Now five TV and radio stations are banding together to strengthen the industry and woo back viewers.
Local media sources report that Guangdong Television, Nanfang Television, Guangdong Cable Network, Guangdong Radio and a satellite broadcasting company will be controlled by the new Guangdong Radio, Film and Television Group, due to be established by the end of this year.
GRFT will report to the provincial wing of the government broadcast body, the State Administration of Radio, Film and Television. Its head honcho has yet to be announced.
The change is aimed at improving management, bolstering revenue and cutting costs. Guangzhou Television has been restructuring since last year, when new director Li Jinyuan took over. Li has reportedly based his reforms on the cost structures used by foreign broadcasters. It is estimated that the station could lose up to half of its 1,200 employees.
China’s media has changed radically during the last decade, with many TV and radio stations now part of giant regional congloms.

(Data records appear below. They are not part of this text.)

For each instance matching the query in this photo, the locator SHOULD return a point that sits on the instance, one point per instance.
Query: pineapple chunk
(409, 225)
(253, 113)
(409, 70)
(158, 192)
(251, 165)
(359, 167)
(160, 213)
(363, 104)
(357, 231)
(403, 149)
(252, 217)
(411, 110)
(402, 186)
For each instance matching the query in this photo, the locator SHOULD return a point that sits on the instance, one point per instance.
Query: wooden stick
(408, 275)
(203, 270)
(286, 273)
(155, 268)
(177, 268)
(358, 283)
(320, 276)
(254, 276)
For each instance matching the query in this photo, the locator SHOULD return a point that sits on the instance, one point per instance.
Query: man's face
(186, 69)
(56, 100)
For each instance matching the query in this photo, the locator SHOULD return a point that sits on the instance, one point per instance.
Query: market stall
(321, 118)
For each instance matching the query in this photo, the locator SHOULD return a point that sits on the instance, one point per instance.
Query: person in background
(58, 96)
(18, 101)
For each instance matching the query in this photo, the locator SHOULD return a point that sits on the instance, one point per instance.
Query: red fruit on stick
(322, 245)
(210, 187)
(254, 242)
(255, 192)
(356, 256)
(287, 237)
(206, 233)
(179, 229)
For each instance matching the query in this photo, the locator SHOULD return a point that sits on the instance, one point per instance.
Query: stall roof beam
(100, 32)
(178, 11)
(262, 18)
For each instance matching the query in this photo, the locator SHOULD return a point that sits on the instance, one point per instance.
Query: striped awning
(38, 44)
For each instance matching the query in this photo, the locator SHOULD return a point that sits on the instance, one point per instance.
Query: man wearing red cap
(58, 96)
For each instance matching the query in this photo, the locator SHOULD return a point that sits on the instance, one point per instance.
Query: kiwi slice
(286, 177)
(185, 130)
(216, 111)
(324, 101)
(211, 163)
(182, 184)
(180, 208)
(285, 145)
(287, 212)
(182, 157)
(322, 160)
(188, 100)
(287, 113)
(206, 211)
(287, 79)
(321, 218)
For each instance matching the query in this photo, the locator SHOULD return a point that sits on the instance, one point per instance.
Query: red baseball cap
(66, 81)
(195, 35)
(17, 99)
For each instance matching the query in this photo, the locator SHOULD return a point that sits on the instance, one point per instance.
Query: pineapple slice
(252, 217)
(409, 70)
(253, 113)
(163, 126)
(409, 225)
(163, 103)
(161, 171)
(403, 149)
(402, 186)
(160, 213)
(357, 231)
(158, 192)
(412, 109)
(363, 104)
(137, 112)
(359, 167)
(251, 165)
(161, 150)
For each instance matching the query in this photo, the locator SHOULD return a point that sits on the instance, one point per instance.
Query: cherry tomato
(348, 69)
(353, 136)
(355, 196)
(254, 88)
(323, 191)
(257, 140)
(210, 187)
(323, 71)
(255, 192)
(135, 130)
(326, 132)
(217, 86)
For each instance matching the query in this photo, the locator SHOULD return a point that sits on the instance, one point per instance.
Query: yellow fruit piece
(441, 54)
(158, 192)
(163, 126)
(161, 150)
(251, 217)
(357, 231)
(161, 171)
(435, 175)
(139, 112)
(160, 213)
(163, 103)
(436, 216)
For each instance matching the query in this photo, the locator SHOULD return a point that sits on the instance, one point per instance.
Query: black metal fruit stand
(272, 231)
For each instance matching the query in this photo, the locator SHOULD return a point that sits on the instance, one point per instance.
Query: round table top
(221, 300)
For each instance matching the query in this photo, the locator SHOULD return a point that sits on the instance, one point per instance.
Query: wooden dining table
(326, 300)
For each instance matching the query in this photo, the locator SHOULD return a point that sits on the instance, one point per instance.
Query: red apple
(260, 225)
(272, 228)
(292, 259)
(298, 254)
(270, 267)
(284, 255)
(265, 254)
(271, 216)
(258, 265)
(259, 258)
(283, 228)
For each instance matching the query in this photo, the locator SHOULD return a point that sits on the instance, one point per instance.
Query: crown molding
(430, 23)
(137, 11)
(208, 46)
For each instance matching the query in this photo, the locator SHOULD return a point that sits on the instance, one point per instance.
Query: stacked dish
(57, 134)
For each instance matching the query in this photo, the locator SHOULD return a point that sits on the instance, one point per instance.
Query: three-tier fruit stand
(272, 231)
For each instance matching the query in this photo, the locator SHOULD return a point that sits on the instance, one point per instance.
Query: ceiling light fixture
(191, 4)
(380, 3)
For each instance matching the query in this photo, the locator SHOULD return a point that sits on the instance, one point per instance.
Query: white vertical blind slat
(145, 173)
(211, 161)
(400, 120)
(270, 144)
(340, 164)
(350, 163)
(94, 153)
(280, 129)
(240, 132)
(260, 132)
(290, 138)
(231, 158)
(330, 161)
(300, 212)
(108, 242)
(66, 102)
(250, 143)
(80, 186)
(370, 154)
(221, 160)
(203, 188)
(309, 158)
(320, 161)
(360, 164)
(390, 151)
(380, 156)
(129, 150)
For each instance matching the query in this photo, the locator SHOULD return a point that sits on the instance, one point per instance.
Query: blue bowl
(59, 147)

Several thousand TV channels were pared down to around 300 at the end of the 1990s, and new media groups have emerged in the last couple of years.
The biggest, Shanghai Media and Entertainment Group, was formed in 2001 and has interests in television, radio, cable, sports, theater and property.
Guangdong’s domestic broadcasters have been losing ground to broadcasters from Hong Kong and abroad since landing rights were granted to overseas channels.
The Pearl River Delta, an area of Guangdong that borders Hong Kong, is the only area in China where foreign broadcasters — including News Corp., Phoenix and AOL Time Warner — are allowed direct access to local viewers via cable.
Elsewhere, foreign signals are restricted to satellite, which is legally available only in high-end hotels and foreign residential compounds.